In a newspaper article, Mr Brown accused Mr Sunak of short-sightedness with his plan to cut £5 billion ($6.8bn) from Britain’s overseas development aid in the wake of the coronavirus crisis.
In his November spending review, Mr Sunak said he would cut international aid spending from 0.7 per cent to 0.5 per cent of national expenditure. Mr Brown likened the move to "paying the bills for Covid off the backs of the poor".
"At the end of March, the 30 per cent, £5bn reduction from the 2019 aid budget total will be so severe that it is in breach of UK law," Mr Brown wrote in The Guardian.
“Never in our history has the overseas aid budget been cut so peremptorily, so savagely and by so much,” Mr Brown wrote.
“What moral compass guides ministers towards severing lifelines of support in the midst of the most devastating peacetime humanitarian emergency in a century?”
Mr Brown cited calculations by the Centre for Global Development which showed cuts to polio and measles vaccination programmes in Africa and the Middle East could lead to more than 100,000 preventable deaths.

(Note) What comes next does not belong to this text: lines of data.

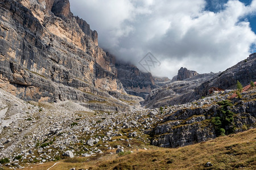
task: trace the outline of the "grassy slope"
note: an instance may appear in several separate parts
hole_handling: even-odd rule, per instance
[[[177,148],[134,151],[61,160],[50,169],[256,169],[256,129]],[[208,162],[213,165],[205,168]],[[55,163],[23,169],[47,169]]]

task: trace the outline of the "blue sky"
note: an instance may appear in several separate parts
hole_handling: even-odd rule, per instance
[[[256,0],[70,2],[118,60],[142,69],[139,61],[150,52],[161,63],[153,75],[171,78],[181,67],[216,73],[256,52]]]

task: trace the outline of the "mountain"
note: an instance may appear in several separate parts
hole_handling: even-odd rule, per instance
[[[117,78],[128,94],[145,99],[153,89],[157,87],[150,73],[143,73],[130,64],[117,63],[115,66]]]
[[[196,71],[191,71],[188,70],[187,68],[180,68],[178,71],[178,74],[177,75],[177,80],[181,81],[184,79],[189,79],[192,77],[195,76],[199,75]]]
[[[256,81],[256,53],[220,73],[218,76],[202,83],[195,89],[195,91],[197,95],[206,96],[212,87],[223,90],[236,89],[237,80],[244,86],[251,81]]]
[[[234,139],[255,130],[233,134],[256,128],[256,53],[221,73],[154,76],[116,61],[69,6],[0,2],[0,169],[255,169],[255,139]]]
[[[26,101],[70,100],[96,110],[141,100],[126,94],[114,59],[69,1],[0,3],[0,87]]]

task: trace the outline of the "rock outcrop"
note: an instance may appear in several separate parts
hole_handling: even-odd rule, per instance
[[[180,68],[178,71],[177,75],[177,80],[183,80],[197,75],[199,74],[195,71],[188,70],[187,68]]]
[[[223,90],[236,89],[237,80],[243,85],[256,81],[256,53],[251,54],[248,58],[236,65],[218,74],[218,76],[206,81],[195,89],[196,94],[206,96],[212,87]]]
[[[235,132],[255,127],[256,102],[251,101],[255,97],[255,91],[254,89],[244,92],[244,98],[233,99],[230,101],[228,109],[234,113],[230,127]],[[223,116],[220,116],[224,114],[221,111],[223,107],[217,104],[219,103],[217,101],[224,99],[226,99],[227,96],[213,96],[184,104],[180,109],[177,109],[177,107],[171,107],[163,121],[156,124],[151,132],[151,143],[161,147],[176,147],[215,138],[216,127],[212,120],[214,117]],[[228,124],[225,126],[228,127]]]
[[[151,73],[143,73],[132,65],[117,63],[115,66],[117,77],[127,94],[145,99],[156,88]]]
[[[142,102],[147,108],[159,108],[165,105],[184,104],[197,100],[201,96],[196,94],[195,89],[217,74],[203,74],[183,81],[175,81],[163,84],[153,90]]]
[[[181,68],[179,73],[190,73]],[[181,71],[180,70],[183,70]],[[184,78],[180,74],[180,77]],[[191,73],[190,75],[196,74]],[[202,96],[209,95],[208,90],[212,87],[222,90],[236,88],[237,81],[243,86],[247,85],[252,80],[256,81],[256,53],[251,54],[244,61],[240,62],[226,71],[218,73],[199,74],[182,81],[175,80],[154,89],[142,102],[143,105],[148,108],[159,108],[164,105],[173,105],[191,102]]]
[[[5,0],[0,12],[0,87],[6,91],[106,111],[130,108],[119,97],[138,99],[123,96],[112,57],[98,46],[96,31],[82,28],[68,1]]]

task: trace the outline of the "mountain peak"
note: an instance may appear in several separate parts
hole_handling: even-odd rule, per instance
[[[189,70],[185,67],[183,68],[181,67],[178,71],[177,80],[183,80],[197,75],[199,75],[199,74],[196,71]]]

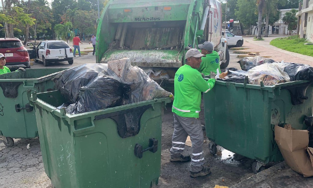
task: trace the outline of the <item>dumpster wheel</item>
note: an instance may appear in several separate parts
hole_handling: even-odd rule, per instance
[[[254,173],[254,174],[258,174],[260,172],[261,172],[262,170],[265,170],[265,167],[264,166],[262,165],[260,167],[260,168],[257,171],[256,170],[256,166],[257,164],[258,163],[259,163],[258,161],[255,160],[254,161],[253,163],[252,163],[252,171],[253,171],[253,173]]]
[[[14,140],[13,140],[13,139],[11,137],[6,137],[7,138],[7,142],[5,142],[4,140],[3,140],[3,143],[4,144],[5,146],[7,147],[11,147],[14,144]]]
[[[217,144],[213,142],[210,142],[209,143],[209,150],[210,153],[213,155],[216,154],[217,152],[217,148],[216,148]]]

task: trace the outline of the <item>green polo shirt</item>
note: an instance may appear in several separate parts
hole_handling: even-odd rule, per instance
[[[215,80],[205,80],[196,69],[185,65],[175,75],[172,112],[182,117],[199,118],[201,92],[206,93],[214,86]]]
[[[0,75],[11,72],[11,71],[10,71],[10,69],[9,69],[9,68],[5,66],[3,66],[3,69],[0,69]]]
[[[217,74],[216,70],[218,69],[219,70],[219,73],[221,73],[218,53],[216,51],[213,50],[211,54],[205,55],[205,57],[202,57],[201,58],[202,61],[200,65],[200,67],[198,69],[200,73],[202,73],[205,76],[210,75],[211,71]]]

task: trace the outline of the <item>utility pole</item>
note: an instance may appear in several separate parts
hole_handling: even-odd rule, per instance
[[[227,1],[226,1],[226,7],[225,8],[225,31],[226,31],[226,26],[227,25]]]
[[[99,10],[99,0],[98,0],[98,19],[100,19],[100,11]]]

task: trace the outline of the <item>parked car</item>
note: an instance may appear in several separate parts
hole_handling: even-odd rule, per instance
[[[28,51],[17,38],[0,38],[0,53],[7,58],[5,65],[10,69],[30,68],[29,60],[32,57]],[[29,51],[31,54],[33,50]]]
[[[36,62],[41,61],[45,66],[50,63],[67,61],[69,64],[73,64],[73,52],[69,44],[64,40],[44,40],[37,47],[31,43],[28,43],[28,46],[32,45]]]
[[[236,46],[236,47],[240,47],[244,44],[244,38],[242,36],[235,35],[227,31],[223,31],[222,34],[227,41],[228,46]]]

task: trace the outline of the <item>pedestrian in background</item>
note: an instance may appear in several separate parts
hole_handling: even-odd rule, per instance
[[[91,35],[91,38],[90,39],[90,42],[89,42],[89,44],[90,43],[92,43],[92,47],[94,47],[94,51],[92,51],[92,55],[95,55],[95,52],[96,51],[96,37],[95,36],[95,35],[92,34]]]
[[[76,57],[75,55],[76,54],[76,49],[77,49],[78,50],[78,55],[80,57],[80,48],[79,43],[83,44],[80,41],[80,39],[79,37],[79,35],[78,34],[76,35],[76,36],[73,38],[73,47],[74,47],[74,57]]]

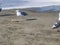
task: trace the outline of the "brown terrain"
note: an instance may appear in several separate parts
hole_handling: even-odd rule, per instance
[[[17,17],[15,10],[0,12],[0,45],[60,45],[60,28],[51,28],[58,13],[24,11],[27,16]]]

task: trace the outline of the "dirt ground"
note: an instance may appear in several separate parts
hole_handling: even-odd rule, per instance
[[[60,28],[52,29],[58,13],[24,10],[17,17],[14,10],[0,12],[0,45],[60,45]]]

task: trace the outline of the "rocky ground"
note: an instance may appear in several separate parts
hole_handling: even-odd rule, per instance
[[[60,45],[60,28],[52,29],[58,13],[28,11],[17,17],[14,10],[0,12],[0,45]]]

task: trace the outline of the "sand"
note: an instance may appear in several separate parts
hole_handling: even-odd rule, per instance
[[[60,45],[60,28],[52,29],[58,13],[28,11],[27,16],[15,10],[0,12],[0,45]]]

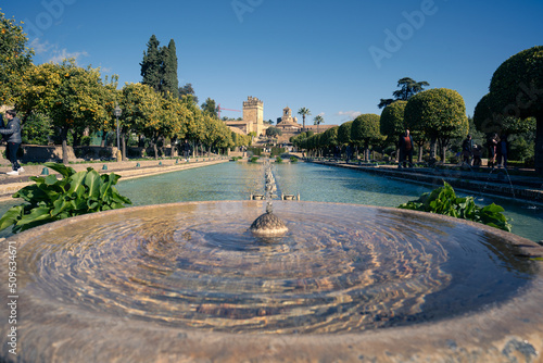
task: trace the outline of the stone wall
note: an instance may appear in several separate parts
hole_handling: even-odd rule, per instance
[[[143,152],[144,151],[144,152]],[[165,157],[177,157],[177,150],[172,147],[164,147]],[[68,162],[78,162],[84,160],[111,160],[115,159],[117,153],[116,147],[67,147]],[[153,154],[152,148],[128,148],[128,158],[143,158]],[[5,143],[0,146],[0,163],[9,164],[10,161],[4,158]],[[38,146],[38,145],[22,145],[18,151],[20,162],[22,163],[43,163],[43,162],[61,162],[62,146]]]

Cuts could also force about four-and-a-half million children out of education.
“It will take decades to undo the damage that is about to be inflicted”, Mr Brown said.

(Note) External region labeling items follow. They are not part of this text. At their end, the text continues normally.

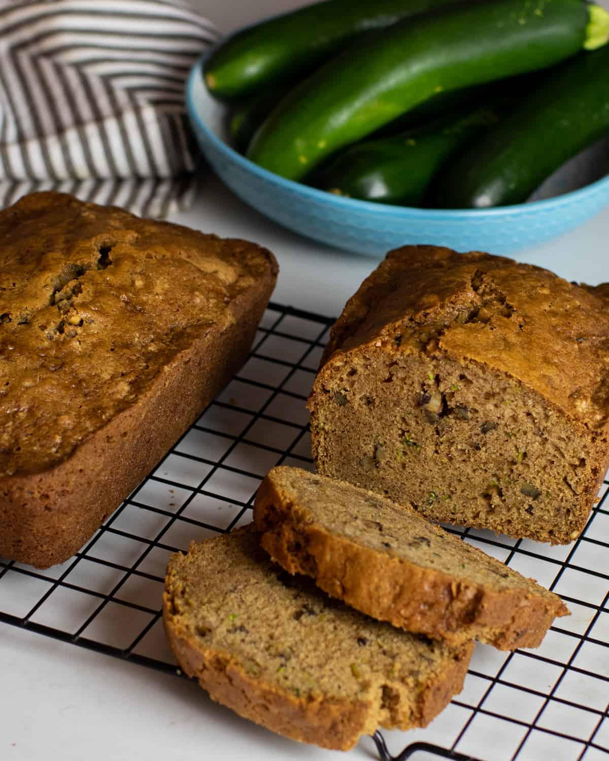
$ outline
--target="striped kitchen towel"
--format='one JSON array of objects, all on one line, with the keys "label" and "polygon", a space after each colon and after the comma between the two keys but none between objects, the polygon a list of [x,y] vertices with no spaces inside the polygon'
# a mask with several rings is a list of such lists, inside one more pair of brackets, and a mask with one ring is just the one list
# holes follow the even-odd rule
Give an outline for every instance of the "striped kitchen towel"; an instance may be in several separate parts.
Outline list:
[{"label": "striped kitchen towel", "polygon": [[48,189],[145,216],[187,206],[184,85],[216,39],[181,0],[0,0],[0,206]]}]

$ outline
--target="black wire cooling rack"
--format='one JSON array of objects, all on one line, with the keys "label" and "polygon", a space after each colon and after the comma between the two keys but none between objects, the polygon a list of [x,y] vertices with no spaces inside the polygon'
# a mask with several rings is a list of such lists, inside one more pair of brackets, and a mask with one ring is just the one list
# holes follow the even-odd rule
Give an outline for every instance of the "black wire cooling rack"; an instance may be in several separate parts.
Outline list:
[{"label": "black wire cooling rack", "polygon": [[[273,465],[312,469],[304,401],[332,322],[269,304],[241,372],[80,552],[46,571],[0,560],[0,622],[180,676],[161,620],[167,558],[249,523]],[[607,761],[608,492],[605,481],[567,546],[451,529],[560,594],[572,615],[537,650],[477,645],[463,692],[429,727],[384,732],[410,743],[399,759]]]}]

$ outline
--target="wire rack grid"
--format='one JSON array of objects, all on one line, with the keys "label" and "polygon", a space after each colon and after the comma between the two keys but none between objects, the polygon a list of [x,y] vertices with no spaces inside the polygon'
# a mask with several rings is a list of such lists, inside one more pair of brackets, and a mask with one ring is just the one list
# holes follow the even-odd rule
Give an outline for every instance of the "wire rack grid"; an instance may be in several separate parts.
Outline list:
[{"label": "wire rack grid", "polygon": [[[312,470],[304,401],[332,322],[270,304],[241,371],[74,558],[46,571],[0,559],[0,622],[179,676],[161,619],[167,559],[249,523],[273,466]],[[377,733],[384,761],[385,740],[407,744],[400,759],[609,759],[607,493],[605,481],[566,546],[450,528],[572,615],[537,650],[477,645],[463,692],[429,727]]]}]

He proposed a “Marshall-style plan for Africa”, modelled on the US recovery programme for Europe after the Second World War, with a greater emphasis on debt relief to help alleviate poverty.
The plan to cut aid was a major blow to "Global Britain" Mr Brown claimed, especially as the UK was scheduled to host the COP26 global climate summit this year.

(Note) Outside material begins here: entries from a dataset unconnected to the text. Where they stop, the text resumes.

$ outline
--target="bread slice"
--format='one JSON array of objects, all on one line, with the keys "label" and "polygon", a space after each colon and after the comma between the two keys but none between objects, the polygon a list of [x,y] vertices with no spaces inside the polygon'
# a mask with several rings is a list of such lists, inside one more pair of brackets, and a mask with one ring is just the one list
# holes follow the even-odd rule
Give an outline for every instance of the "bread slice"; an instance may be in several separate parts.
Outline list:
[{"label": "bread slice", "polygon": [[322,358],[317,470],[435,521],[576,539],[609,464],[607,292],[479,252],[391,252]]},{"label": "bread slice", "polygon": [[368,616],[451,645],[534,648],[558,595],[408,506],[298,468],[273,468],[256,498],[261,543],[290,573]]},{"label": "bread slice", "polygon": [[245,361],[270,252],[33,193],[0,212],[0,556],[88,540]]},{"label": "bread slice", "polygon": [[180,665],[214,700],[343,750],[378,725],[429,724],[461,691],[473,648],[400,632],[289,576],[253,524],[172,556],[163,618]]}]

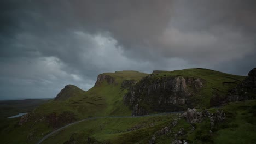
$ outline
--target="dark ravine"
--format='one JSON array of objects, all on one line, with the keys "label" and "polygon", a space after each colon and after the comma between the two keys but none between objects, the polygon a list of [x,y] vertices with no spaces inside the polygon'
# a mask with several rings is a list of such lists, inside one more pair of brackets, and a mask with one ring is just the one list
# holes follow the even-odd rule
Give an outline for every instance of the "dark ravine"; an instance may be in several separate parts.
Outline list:
[{"label": "dark ravine", "polygon": [[202,79],[173,76],[155,79],[146,76],[132,85],[123,100],[132,109],[132,116],[149,112],[172,112],[191,105],[190,98],[205,86]]}]

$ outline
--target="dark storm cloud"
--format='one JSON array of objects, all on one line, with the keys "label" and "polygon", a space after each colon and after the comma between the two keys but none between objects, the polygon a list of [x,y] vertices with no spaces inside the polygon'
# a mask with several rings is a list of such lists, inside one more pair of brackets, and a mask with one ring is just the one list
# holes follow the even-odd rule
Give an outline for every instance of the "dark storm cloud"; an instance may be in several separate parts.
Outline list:
[{"label": "dark storm cloud", "polygon": [[88,89],[106,71],[255,67],[253,0],[0,3],[2,98],[54,97],[68,83]]}]

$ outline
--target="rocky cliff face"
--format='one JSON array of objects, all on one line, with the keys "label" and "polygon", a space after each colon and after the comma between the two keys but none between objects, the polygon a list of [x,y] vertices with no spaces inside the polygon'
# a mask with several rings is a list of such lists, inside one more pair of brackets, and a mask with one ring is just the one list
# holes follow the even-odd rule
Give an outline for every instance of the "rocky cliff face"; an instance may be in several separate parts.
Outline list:
[{"label": "rocky cliff face", "polygon": [[132,107],[133,116],[183,110],[190,106],[191,97],[205,85],[200,79],[149,75],[131,87],[123,100]]},{"label": "rocky cliff face", "polygon": [[235,88],[230,91],[228,101],[251,100],[256,98],[256,68]]},{"label": "rocky cliff face", "polygon": [[63,89],[61,89],[54,99],[54,100],[65,100],[71,97],[77,95],[85,92],[75,86],[68,85]]},{"label": "rocky cliff face", "polygon": [[100,74],[98,75],[97,81],[95,86],[100,86],[104,81],[106,81],[109,84],[113,83],[115,81],[115,79],[108,75]]}]

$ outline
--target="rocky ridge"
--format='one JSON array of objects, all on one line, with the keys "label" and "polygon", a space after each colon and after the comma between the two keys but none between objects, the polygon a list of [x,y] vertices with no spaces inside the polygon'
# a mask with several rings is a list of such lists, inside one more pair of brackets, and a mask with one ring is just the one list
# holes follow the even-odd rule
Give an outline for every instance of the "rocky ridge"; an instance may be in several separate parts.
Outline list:
[{"label": "rocky ridge", "polygon": [[109,75],[100,74],[98,75],[97,78],[97,81],[95,83],[95,86],[100,86],[104,81],[106,81],[108,84],[114,83],[115,81],[115,78],[112,77]]},{"label": "rocky ridge", "polygon": [[75,96],[85,92],[74,85],[68,85],[63,89],[61,89],[54,99],[54,100],[65,100],[71,97]]},{"label": "rocky ridge", "polygon": [[226,101],[235,101],[256,98],[256,68],[249,72],[248,76],[235,88],[231,89]]}]

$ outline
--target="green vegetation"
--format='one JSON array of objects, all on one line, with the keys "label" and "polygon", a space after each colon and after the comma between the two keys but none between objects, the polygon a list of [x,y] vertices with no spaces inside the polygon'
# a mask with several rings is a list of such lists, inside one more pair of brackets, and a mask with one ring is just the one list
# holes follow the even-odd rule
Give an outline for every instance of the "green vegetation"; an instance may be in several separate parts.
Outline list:
[{"label": "green vegetation", "polygon": [[[0,143],[36,143],[56,128],[72,122],[91,117],[131,116],[131,110],[124,104],[123,100],[128,89],[122,87],[122,83],[130,80],[138,82],[148,74],[121,71],[102,75],[109,75],[114,81],[99,81],[98,85],[86,92],[75,90],[68,94],[74,94],[72,97],[61,100],[50,100],[33,111],[24,109],[24,111],[20,109],[20,112],[31,112],[30,121],[22,125],[18,124],[20,118],[7,119],[5,116],[0,125]],[[155,71],[150,79],[172,76],[200,78],[205,81],[205,86],[192,98],[192,102],[199,111],[211,107],[213,98],[221,99],[226,97],[228,90],[245,77],[208,69],[189,69]],[[170,127],[169,132],[158,136],[156,143],[170,143],[174,139],[186,140],[189,143],[253,143],[256,141],[256,100],[230,103],[219,109],[224,111],[226,118],[217,124],[212,133],[208,119],[193,124],[196,128],[194,131],[184,118],[179,120],[175,127],[170,126],[178,115],[102,118],[71,125],[46,139],[43,143],[74,141],[77,143],[96,141],[99,143],[147,143],[157,131],[166,126]],[[215,112],[216,110],[211,108],[209,111]],[[175,134],[182,128],[184,135],[176,137]]]},{"label": "green vegetation", "polygon": [[[177,118],[177,115],[147,117],[107,118],[84,121],[54,134],[43,143],[63,143],[74,136],[78,143],[88,138],[102,143],[147,143],[155,131]],[[129,130],[132,128],[134,130]]]},{"label": "green vegetation", "polygon": [[[58,122],[62,124],[58,125],[59,127],[68,123],[72,119],[78,121],[92,116],[130,116],[131,110],[123,103],[123,97],[127,90],[121,88],[121,82],[124,80],[131,79],[139,81],[148,74],[136,71],[121,71],[103,74],[114,77],[114,82],[109,84],[103,81],[101,82],[100,85],[94,86],[87,92],[76,93],[67,99],[50,100],[48,103],[40,105],[32,112],[31,120],[29,122],[21,126],[18,125],[20,118],[15,118],[16,121],[12,122],[11,124],[1,129],[1,135],[4,138],[1,139],[0,143],[37,142],[54,128],[50,127],[53,125],[53,122],[48,120],[49,116],[52,116],[50,117],[51,119],[55,119],[63,113],[73,114],[74,117]],[[54,113],[56,114],[56,117]],[[62,118],[60,117],[57,119],[61,120]],[[11,139],[13,136],[18,135],[19,137]]]},{"label": "green vegetation", "polygon": [[[207,69],[187,69],[184,70],[158,71],[152,74],[152,79],[168,77],[200,78],[205,81],[205,87],[191,98],[196,107],[210,107],[216,104],[211,99],[222,99],[228,94],[228,91],[240,83],[246,76],[228,74]],[[212,103],[211,103],[212,102]]]},{"label": "green vegetation", "polygon": [[[216,111],[212,108],[210,111]],[[254,143],[256,140],[256,100],[231,103],[219,108],[226,114],[225,119],[217,123],[210,132],[208,119],[195,123],[195,130],[184,118],[178,121],[166,135],[156,139],[156,143],[168,143],[175,134],[184,129],[184,136],[178,139],[189,143]],[[73,140],[78,143],[92,141],[102,143],[147,143],[156,131],[170,125],[177,115],[139,118],[108,118],[84,121],[68,127],[46,139],[43,143],[63,143]],[[133,131],[127,130],[139,128]]]}]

“When [British Prime Minister] Boris Johnson arrives in Glasgow to chair November’s COP26 climate change conference, he will have to explain why Britain’s contribution to solving what he says is the greatest existential problem facing the world is also about to be cut back.”
In his article, Mr Brown said coronavirus will only be eradicated when vaccine programmes are expanded to help poorer countries.
“Covid cannot be finally and certainly eliminated anywhere if it is not eliminated everywhere", he wrote.
“Given the risk that the virus mutates abroad and returns to ravage even those who have been vaccinated, it would be value for money for rich countries like Britain … to agree to share the burden of financing the vaccination of all the people of all the poorest countries.”